Aussie Trades Lower on Poor Data, Risk Aversion

The Australian dollar was trading generally lower today due to an unexpected drop of private capital expenditure last week. Released at the start of Thursday’s trading session, a report on construction work done showed a decline as well, but it was not as big as experts had feared. The Forex market was in a risk-off mode after US President Donald Trump officially supported Hong Kong protesters, and that also had a negative impact on the Aussie.
The Australian Bureau of Statistics reported that private capital expenditure fell 0.2% in the September quarter from the previous three months. That was a surprise to analysts as they were expecting no change. The indicator dropped 0.6% in the June quarter.
Construction work done fell 0.4% in the previous quarter from the prior three months. Nevertheless, the reading was not as bad as the median forecast of a 1.0% drop. The drop in the second quarter of this year got a positive revision from 3.8% to 2.8%.

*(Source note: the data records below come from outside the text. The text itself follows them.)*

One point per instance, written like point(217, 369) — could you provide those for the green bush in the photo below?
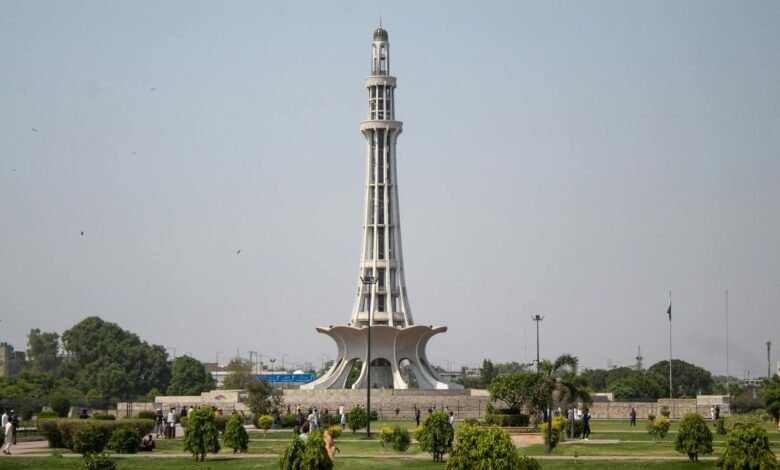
point(335, 431)
point(658, 427)
point(288, 420)
point(60, 405)
point(558, 425)
point(59, 432)
point(507, 419)
point(264, 422)
point(315, 454)
point(356, 419)
point(292, 456)
point(235, 436)
point(201, 436)
point(476, 448)
point(97, 462)
point(147, 415)
point(103, 417)
point(748, 448)
point(435, 435)
point(528, 463)
point(125, 440)
point(693, 437)
point(89, 438)
point(49, 429)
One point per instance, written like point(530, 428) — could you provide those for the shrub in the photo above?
point(103, 417)
point(288, 420)
point(263, 422)
point(484, 449)
point(693, 437)
point(435, 435)
point(97, 462)
point(201, 435)
point(508, 419)
point(89, 438)
point(235, 436)
point(147, 415)
point(386, 436)
point(49, 429)
point(748, 448)
point(292, 457)
point(125, 440)
point(356, 419)
point(60, 405)
point(396, 437)
point(315, 454)
point(335, 431)
point(658, 427)
point(554, 437)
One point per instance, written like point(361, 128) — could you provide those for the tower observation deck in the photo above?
point(381, 306)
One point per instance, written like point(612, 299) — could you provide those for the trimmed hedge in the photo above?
point(220, 420)
point(60, 432)
point(510, 420)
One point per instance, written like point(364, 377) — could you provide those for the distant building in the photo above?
point(10, 361)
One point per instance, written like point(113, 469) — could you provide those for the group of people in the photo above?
point(10, 423)
point(166, 425)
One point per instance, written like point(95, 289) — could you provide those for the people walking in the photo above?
point(9, 435)
point(585, 425)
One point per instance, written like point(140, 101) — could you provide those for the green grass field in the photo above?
point(613, 444)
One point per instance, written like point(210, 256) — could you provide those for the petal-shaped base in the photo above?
point(389, 346)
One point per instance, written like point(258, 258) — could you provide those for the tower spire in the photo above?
point(381, 331)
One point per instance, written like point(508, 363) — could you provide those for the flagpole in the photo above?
point(671, 394)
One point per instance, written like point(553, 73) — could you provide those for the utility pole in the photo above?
point(537, 319)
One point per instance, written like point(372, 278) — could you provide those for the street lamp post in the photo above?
point(369, 281)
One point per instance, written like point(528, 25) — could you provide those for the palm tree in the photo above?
point(557, 380)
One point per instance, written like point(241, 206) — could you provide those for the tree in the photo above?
point(315, 455)
point(357, 418)
point(513, 390)
point(43, 350)
point(235, 436)
point(116, 360)
point(435, 435)
point(658, 427)
point(688, 379)
point(262, 398)
point(240, 374)
point(693, 437)
point(189, 377)
point(491, 449)
point(557, 378)
point(747, 448)
point(201, 436)
point(292, 456)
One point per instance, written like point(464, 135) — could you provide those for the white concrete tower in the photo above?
point(382, 307)
point(381, 257)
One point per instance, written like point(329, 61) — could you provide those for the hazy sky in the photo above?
point(573, 159)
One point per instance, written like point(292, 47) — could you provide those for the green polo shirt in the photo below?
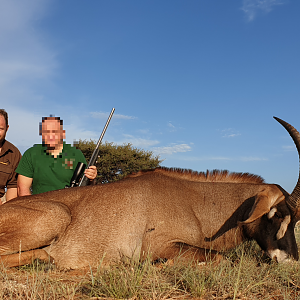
point(49, 173)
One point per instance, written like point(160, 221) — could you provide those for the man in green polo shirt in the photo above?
point(50, 166)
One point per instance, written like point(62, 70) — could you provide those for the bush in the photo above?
point(116, 161)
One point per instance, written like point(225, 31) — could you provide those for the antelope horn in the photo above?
point(293, 201)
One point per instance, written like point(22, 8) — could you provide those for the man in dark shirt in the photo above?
point(9, 159)
point(50, 166)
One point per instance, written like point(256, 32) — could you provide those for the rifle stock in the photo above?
point(84, 180)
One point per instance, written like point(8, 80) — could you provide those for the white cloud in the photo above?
point(252, 7)
point(104, 115)
point(171, 149)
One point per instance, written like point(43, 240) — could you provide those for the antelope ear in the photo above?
point(262, 205)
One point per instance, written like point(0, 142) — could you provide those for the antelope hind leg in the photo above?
point(186, 254)
point(24, 258)
point(27, 225)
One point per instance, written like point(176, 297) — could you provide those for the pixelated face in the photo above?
point(3, 129)
point(52, 133)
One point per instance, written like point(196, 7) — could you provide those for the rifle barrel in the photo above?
point(94, 157)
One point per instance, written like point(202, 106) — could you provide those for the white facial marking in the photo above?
point(279, 255)
point(283, 227)
point(272, 213)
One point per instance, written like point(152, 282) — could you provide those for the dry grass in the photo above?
point(243, 274)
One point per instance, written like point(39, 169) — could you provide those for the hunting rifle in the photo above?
point(79, 170)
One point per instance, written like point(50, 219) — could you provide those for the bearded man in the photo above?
point(9, 159)
point(49, 166)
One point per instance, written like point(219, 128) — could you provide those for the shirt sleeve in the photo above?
point(25, 166)
point(12, 182)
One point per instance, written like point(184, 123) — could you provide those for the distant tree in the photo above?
point(116, 161)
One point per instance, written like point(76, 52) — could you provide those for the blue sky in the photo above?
point(197, 82)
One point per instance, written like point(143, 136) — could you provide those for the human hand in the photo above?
point(91, 172)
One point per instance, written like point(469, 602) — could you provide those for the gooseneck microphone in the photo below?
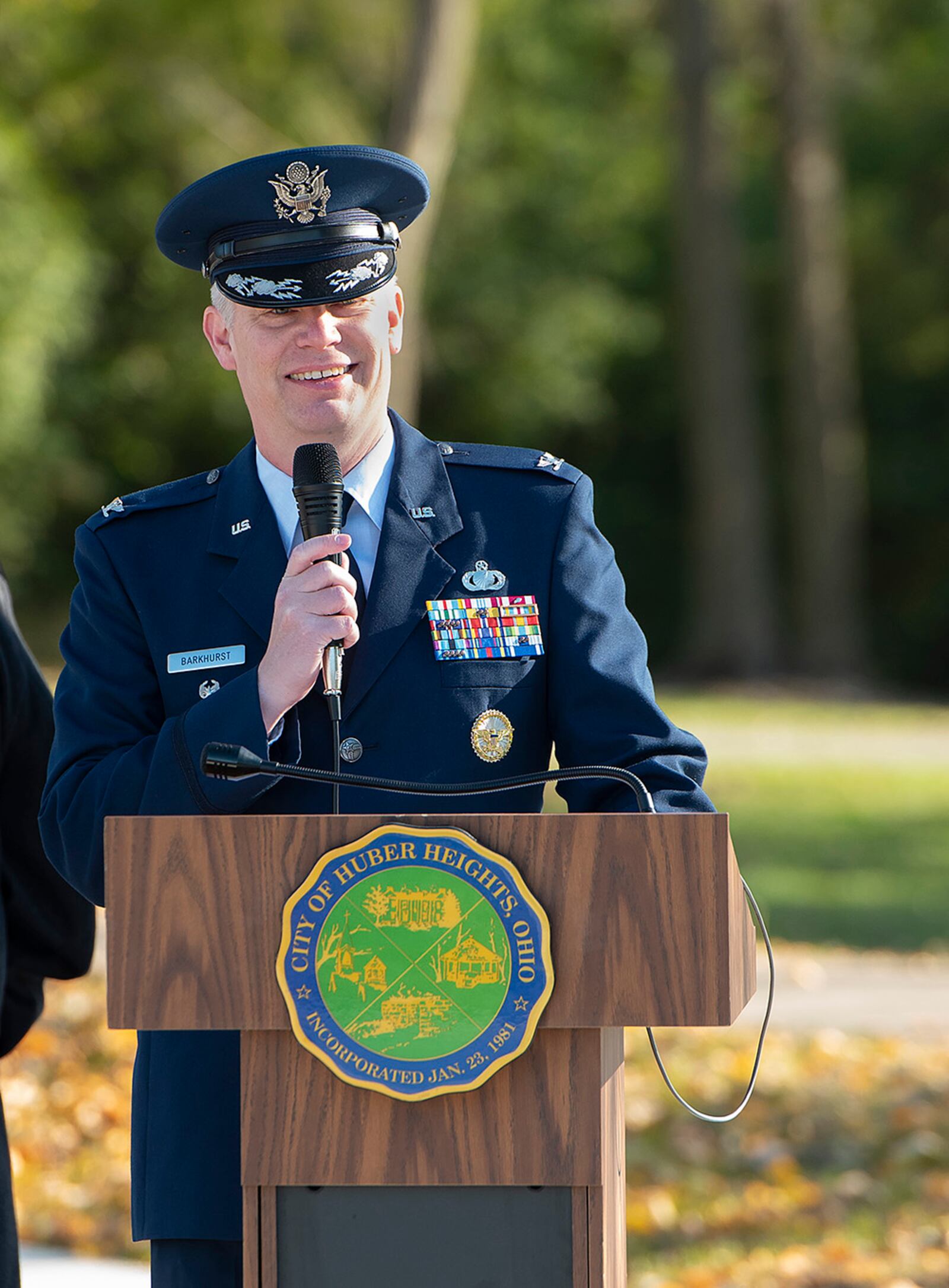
point(319, 491)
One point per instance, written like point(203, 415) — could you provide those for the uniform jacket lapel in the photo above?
point(409, 567)
point(250, 585)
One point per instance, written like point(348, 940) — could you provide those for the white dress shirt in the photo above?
point(368, 486)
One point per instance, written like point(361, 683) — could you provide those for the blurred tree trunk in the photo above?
point(732, 620)
point(424, 124)
point(827, 446)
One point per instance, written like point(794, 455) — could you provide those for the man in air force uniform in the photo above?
point(200, 616)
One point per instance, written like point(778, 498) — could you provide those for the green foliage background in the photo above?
point(552, 302)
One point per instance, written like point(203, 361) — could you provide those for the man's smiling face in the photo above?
point(313, 374)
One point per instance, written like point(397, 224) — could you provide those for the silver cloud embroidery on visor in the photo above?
point(288, 288)
point(366, 271)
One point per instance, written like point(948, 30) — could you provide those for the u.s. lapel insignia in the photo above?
point(483, 580)
point(299, 191)
point(492, 736)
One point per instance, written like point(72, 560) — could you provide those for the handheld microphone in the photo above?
point(319, 491)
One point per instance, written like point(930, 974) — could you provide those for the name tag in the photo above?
point(200, 659)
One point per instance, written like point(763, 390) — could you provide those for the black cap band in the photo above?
point(340, 277)
point(362, 230)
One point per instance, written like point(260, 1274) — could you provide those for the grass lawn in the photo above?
point(840, 813)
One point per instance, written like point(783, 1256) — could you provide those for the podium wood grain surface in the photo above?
point(648, 919)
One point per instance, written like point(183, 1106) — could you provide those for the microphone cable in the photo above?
point(223, 760)
point(319, 492)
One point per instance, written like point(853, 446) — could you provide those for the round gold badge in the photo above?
point(492, 736)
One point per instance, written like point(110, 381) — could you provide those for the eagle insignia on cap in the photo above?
point(299, 191)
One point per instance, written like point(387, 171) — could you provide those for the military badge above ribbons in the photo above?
point(415, 961)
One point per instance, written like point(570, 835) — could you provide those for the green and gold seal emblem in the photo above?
point(415, 961)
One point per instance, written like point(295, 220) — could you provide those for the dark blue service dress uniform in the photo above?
point(195, 566)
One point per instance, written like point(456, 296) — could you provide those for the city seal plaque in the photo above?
point(415, 961)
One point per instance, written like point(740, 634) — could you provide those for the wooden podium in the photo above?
point(521, 1181)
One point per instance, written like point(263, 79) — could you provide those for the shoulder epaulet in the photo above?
point(198, 487)
point(495, 456)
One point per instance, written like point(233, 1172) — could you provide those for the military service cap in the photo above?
point(308, 226)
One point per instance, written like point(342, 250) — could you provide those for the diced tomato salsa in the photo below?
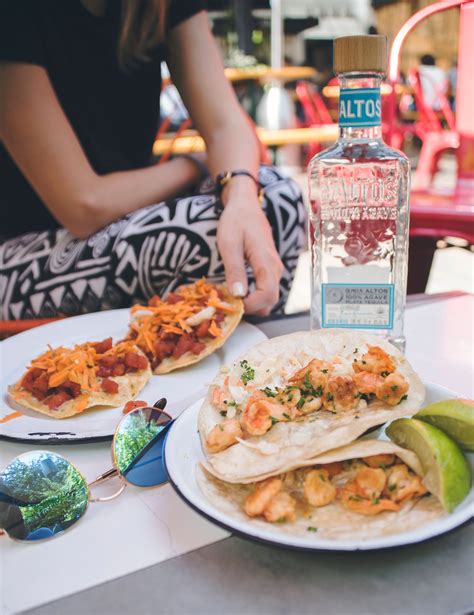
point(176, 345)
point(36, 380)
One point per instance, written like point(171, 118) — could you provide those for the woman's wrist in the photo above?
point(240, 187)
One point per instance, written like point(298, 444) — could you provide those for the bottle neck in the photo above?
point(360, 107)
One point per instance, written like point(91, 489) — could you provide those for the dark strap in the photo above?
point(224, 178)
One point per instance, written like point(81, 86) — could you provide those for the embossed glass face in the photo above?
point(138, 446)
point(41, 495)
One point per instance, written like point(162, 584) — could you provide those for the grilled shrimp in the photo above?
point(340, 394)
point(311, 404)
point(392, 389)
point(280, 508)
point(367, 382)
point(402, 484)
point(375, 360)
point(318, 489)
point(380, 461)
point(371, 481)
point(315, 374)
point(223, 435)
point(258, 500)
point(353, 499)
point(289, 396)
point(334, 468)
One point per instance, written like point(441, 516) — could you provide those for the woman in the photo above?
point(86, 221)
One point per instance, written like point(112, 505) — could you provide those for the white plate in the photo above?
point(181, 462)
point(181, 388)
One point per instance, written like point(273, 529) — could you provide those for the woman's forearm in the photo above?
point(108, 197)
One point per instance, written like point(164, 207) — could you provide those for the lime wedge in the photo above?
point(447, 474)
point(453, 416)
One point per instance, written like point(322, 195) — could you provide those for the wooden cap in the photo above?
point(360, 53)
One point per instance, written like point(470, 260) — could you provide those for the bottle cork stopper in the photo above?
point(367, 53)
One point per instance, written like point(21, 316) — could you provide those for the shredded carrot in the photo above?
point(78, 364)
point(161, 317)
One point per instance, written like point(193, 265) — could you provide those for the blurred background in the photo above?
point(278, 56)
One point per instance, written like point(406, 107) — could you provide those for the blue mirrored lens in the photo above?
point(41, 494)
point(138, 446)
point(148, 468)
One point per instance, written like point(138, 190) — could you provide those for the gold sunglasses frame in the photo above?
point(109, 474)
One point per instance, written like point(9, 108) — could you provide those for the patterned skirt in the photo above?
point(150, 251)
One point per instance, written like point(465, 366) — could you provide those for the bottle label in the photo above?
point(358, 306)
point(360, 107)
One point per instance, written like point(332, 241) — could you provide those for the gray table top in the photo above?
point(238, 576)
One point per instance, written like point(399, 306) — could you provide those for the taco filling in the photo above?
point(186, 326)
point(334, 386)
point(79, 375)
point(366, 486)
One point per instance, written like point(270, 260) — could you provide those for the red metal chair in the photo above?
point(315, 112)
point(437, 214)
point(435, 138)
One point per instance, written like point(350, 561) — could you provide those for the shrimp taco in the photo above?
point(186, 326)
point(366, 489)
point(63, 382)
point(296, 396)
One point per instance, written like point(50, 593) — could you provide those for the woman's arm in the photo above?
point(39, 137)
point(243, 230)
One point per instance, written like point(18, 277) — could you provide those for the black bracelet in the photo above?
point(224, 178)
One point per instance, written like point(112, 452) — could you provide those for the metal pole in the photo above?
point(276, 34)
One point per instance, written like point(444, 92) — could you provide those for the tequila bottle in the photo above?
point(359, 213)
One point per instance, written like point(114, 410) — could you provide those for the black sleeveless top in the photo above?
point(114, 114)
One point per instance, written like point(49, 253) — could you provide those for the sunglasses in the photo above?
point(43, 494)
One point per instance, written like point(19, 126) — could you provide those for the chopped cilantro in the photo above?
point(248, 372)
point(231, 404)
point(301, 402)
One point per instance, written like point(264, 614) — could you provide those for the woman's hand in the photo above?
point(244, 234)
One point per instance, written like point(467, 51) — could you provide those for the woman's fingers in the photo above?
point(267, 268)
point(232, 253)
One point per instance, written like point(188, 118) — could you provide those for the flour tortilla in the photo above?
point(333, 522)
point(129, 386)
point(288, 444)
point(228, 326)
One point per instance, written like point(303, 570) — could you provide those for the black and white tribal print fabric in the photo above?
point(150, 251)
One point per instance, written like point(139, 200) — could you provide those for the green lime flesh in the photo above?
point(447, 474)
point(453, 416)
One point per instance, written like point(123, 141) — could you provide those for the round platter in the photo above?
point(181, 462)
point(181, 387)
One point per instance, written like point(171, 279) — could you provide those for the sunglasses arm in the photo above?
point(105, 476)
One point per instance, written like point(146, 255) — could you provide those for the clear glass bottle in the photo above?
point(359, 214)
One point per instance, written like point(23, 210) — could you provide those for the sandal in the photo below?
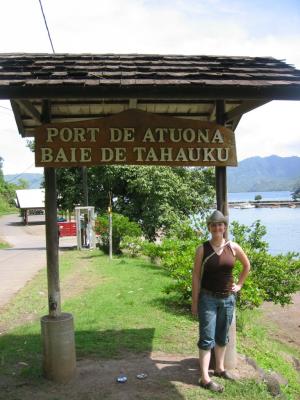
point(224, 375)
point(212, 386)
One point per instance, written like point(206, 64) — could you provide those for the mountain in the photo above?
point(34, 180)
point(264, 174)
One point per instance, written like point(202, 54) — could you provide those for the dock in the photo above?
point(264, 203)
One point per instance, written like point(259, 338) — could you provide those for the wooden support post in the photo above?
point(221, 173)
point(58, 341)
point(85, 186)
point(222, 205)
point(52, 243)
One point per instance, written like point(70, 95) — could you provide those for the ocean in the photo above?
point(282, 224)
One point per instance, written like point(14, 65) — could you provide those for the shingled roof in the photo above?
point(80, 86)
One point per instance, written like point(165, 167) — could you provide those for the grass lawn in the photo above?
point(119, 307)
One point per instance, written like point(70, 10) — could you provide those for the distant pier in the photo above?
point(264, 203)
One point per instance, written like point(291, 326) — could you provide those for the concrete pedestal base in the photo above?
point(59, 358)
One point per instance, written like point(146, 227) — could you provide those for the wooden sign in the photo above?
point(135, 137)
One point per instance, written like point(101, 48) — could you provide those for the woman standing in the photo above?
point(213, 297)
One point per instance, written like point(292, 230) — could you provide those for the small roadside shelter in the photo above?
point(28, 200)
point(66, 101)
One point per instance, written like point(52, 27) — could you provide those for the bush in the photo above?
point(132, 245)
point(272, 278)
point(121, 227)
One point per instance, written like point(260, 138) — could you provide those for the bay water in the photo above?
point(282, 224)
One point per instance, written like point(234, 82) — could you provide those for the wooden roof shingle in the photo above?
point(121, 75)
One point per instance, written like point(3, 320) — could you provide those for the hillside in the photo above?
point(252, 174)
point(264, 174)
point(34, 180)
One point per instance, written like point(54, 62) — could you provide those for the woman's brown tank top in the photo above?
point(217, 275)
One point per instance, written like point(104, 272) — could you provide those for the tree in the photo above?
point(155, 197)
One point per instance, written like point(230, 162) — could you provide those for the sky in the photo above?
point(212, 27)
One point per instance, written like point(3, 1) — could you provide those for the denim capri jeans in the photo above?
point(215, 317)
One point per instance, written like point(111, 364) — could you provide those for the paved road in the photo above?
point(27, 255)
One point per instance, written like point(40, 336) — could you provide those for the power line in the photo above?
point(6, 108)
point(18, 175)
point(49, 36)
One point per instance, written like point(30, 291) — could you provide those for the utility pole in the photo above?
point(110, 223)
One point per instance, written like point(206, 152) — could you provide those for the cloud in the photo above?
point(228, 27)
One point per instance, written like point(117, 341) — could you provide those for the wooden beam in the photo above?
point(132, 103)
point(17, 113)
point(245, 107)
point(288, 92)
point(46, 110)
point(31, 110)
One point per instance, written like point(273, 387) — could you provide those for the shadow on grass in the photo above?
point(101, 357)
point(30, 223)
point(172, 305)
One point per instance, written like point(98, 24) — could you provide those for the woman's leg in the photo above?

Going forward, the Aussie will react to news affecting the general market sentiment, in particular those about shifts in the Sino-US relations. As for macro releases in Australia, the next week will be full of important reports. Of particular interest to traders will be GDP data due for release on Wednesday. A monetary policy decision on Tuesday will also be very important to the currency.
AUD/USD fell from 0.6774 to 0.6768 as of 11:39 GMT today, touching the low of 0.6759 intraday. EUR/AUD rose from 1.6226 to 1.6254, and its daily high was at 1.6287. AUD/JPY declined from 74.21 to 74.09 but rebounded from the session minimum of 73.91.